Sera were used from 5 different cohorts consisting of samples from 25 healthy elderly, 20 HCV or HIV positive patients and 150 patients positive for anti-IF or anti-PC antibodies or in whom these antibodies were requested. These cohorts were tested for anti-IF antibodies with 6 different assays (IIF, ELISA, DIA and EliA) and for anti-PC antibodies with 7 different assays (IIF, ELISA, DIA and EliA). Performance was evaluated by calculating the concordance and relative sensitivity and specificity.
Good concordance was found between the assays for both antibody specificities, ranging from 81 to 100% and 91-100% for anti-IF and anti-PC antibodies, respectively.
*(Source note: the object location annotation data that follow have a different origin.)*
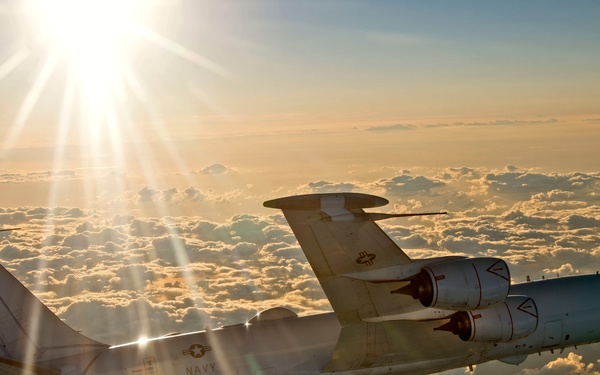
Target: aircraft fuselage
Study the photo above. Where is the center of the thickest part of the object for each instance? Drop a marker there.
(569, 314)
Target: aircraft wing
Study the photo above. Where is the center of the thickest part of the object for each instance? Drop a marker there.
(348, 252)
(10, 367)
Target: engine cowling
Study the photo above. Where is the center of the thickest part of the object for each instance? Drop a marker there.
(463, 284)
(514, 319)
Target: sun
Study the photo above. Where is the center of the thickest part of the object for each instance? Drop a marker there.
(91, 37)
(99, 67)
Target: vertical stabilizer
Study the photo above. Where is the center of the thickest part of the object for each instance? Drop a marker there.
(30, 333)
(339, 238)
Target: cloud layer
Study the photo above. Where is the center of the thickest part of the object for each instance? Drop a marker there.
(154, 275)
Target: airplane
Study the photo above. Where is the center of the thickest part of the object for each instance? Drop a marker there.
(392, 314)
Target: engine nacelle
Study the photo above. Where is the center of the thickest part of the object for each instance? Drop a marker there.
(514, 319)
(463, 284)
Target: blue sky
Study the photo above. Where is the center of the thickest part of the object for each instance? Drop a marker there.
(176, 131)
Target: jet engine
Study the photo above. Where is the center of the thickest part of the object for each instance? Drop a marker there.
(516, 318)
(463, 284)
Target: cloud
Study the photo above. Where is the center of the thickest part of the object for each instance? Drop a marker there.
(188, 272)
(215, 169)
(571, 365)
(407, 185)
(395, 127)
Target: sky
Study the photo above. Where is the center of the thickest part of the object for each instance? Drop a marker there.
(139, 140)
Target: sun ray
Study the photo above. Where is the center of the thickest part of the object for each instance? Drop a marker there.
(31, 99)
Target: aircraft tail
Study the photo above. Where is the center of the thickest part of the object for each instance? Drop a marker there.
(343, 245)
(33, 338)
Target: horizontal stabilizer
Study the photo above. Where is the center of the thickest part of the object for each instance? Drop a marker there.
(348, 251)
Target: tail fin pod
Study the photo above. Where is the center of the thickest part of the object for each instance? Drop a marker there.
(30, 332)
(340, 239)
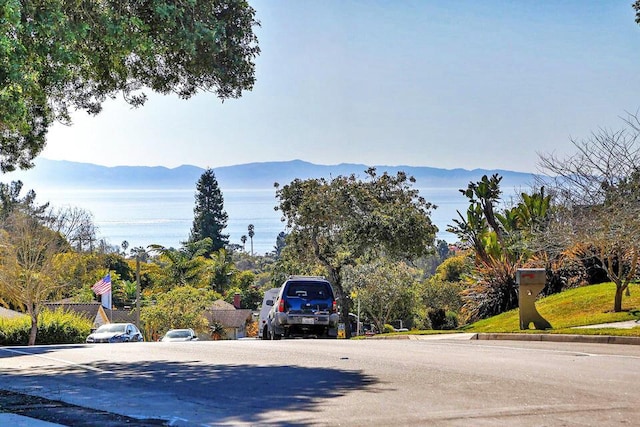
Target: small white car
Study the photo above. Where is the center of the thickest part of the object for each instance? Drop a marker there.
(115, 332)
(179, 335)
Highest relative sensitivity was found with the (automated) ELISA based methods. However, all assays had a relative sensitivity between 85 and 100% for anti-IF antibodies and between 95 and 100% for anti-PC antibodies. The relative specificity ranged between 76 and 100% for anti-IF antibodies and between 96 and 100% for anti-PC antibodies.
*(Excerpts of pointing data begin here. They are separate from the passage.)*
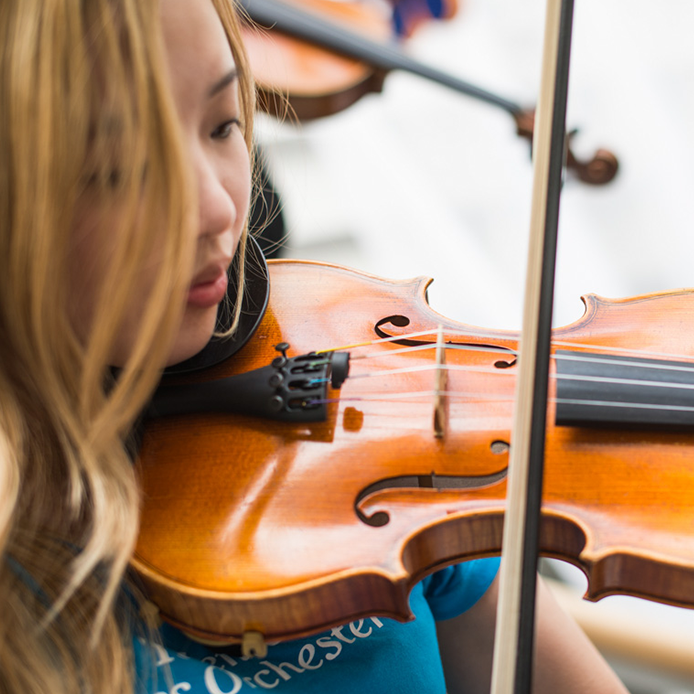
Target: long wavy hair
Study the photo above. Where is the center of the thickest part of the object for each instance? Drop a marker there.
(69, 499)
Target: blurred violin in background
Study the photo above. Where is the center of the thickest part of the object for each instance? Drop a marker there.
(322, 56)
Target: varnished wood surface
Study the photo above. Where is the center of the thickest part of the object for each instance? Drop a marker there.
(251, 525)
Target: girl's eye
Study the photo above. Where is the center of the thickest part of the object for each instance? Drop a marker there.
(223, 131)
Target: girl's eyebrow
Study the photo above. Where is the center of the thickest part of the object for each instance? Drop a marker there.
(222, 83)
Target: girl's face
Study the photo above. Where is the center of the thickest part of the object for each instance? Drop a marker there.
(205, 89)
(204, 86)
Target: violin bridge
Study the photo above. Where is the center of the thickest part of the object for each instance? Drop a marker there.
(440, 386)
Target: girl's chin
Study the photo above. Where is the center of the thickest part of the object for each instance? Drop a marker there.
(194, 334)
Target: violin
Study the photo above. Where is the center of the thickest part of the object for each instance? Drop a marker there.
(287, 527)
(320, 56)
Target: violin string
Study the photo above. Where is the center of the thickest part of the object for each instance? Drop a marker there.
(558, 377)
(500, 349)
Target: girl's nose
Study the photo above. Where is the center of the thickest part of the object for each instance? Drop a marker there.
(217, 210)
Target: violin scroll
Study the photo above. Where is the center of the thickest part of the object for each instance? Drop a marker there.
(601, 169)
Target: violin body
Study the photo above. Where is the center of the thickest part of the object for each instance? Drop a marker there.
(288, 529)
(315, 82)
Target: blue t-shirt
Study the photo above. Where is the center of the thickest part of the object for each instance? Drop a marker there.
(373, 654)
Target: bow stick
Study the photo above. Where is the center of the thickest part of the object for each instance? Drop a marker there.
(513, 646)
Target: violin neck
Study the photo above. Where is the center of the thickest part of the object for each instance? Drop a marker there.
(600, 390)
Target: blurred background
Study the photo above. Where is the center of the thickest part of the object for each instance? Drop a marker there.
(420, 181)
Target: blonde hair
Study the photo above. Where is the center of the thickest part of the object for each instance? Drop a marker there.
(69, 498)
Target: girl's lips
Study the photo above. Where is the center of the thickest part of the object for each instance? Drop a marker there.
(208, 294)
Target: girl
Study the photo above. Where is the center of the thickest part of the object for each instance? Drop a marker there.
(125, 180)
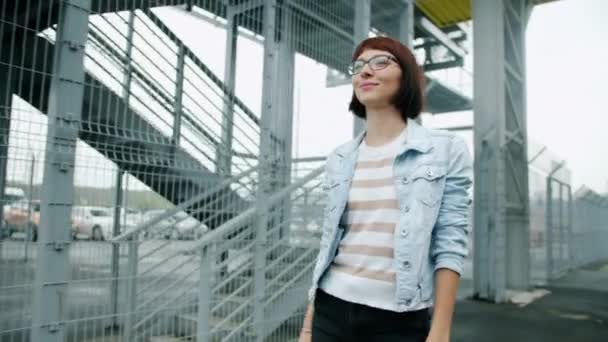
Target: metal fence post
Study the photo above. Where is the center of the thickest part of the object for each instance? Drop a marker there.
(116, 248)
(267, 147)
(203, 331)
(64, 113)
(130, 312)
(549, 230)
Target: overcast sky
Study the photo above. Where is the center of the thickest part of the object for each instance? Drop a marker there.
(567, 85)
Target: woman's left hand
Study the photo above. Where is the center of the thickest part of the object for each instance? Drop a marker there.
(438, 337)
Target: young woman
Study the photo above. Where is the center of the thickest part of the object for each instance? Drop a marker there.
(396, 222)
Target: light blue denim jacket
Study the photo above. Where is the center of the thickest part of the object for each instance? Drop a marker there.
(432, 176)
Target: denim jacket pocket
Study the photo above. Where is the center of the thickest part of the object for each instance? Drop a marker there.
(429, 181)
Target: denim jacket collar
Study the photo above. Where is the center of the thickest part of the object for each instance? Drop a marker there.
(418, 139)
We conclude that most assays perform well and are concordant to each other, despite the methodological differences and the different sources of antigen used. However, the method used affects the sensitivity and specificity. The (automated) ELISA based assays have the highest relative sensitivity and relative specificity. Care should be taken in the interpretation of positive results by IIF and negative results by the Blue Diver when testing for anti-IF antibodies.
在自身免疫性胃炎的诊断工作中,有几种免疫学方法可用于检测针对内因子(IF)和壁细胞(PC)的抗体。然而,目前尚无直接比较所有可用检测方法的最新报道。本研究的目的是在多中心多队列环境中比较来自不同制造商的几种市售抗 IF 和抗 PC 抗体检测方法的性能。
使用来自 5 个不同队列的血清,这些队列包括 25 名健康老年人、20 名 HCV 或 HIV 阳性患者以及 150 名抗 IF 或抗 PC 抗体阳性或要求检测这些抗体的患者。这些队列使用 6 种不同的检测方法(间接免疫荧光法、酶联免疫吸附试验、DIA 和 EliA)检测抗 IF 抗体,使用 7 种不同的检测方法(间接免疫荧光法、酶联免疫吸附试验、DIA 和 EliA)检测抗 PC 抗体。通过计算一致性和相对敏感性和特异性来评估性能。
两种抗体特异性的检测方法之间具有良好的一致性,分别为 81-100%和 91-100%。(自动化)ELISA 基于方法的检测方法具有最高的相对敏感性。然而,所有检测方法的抗 IF 抗体的相对敏感性均在 85-100%之间,抗 PC 抗体的相对敏感性均在 95-100%之间。相对特异性在抗 IF 抗体之间为 76-100%,在抗 PC 抗体之间为 96-100%。
我们得出结论,尽管存在方法学差异和使用的抗原来源不同,但大多数检测方法性能良好且相互一致。然而,所使用的方法会影响敏感性和特异性。(自动化)ELISA 基于的检测方法具有最高的相对敏感性和相对特异性。在检测抗 IF 抗体时,应注意 IIF 的阳性结果和 Blue Diver 的阴性结果的解释。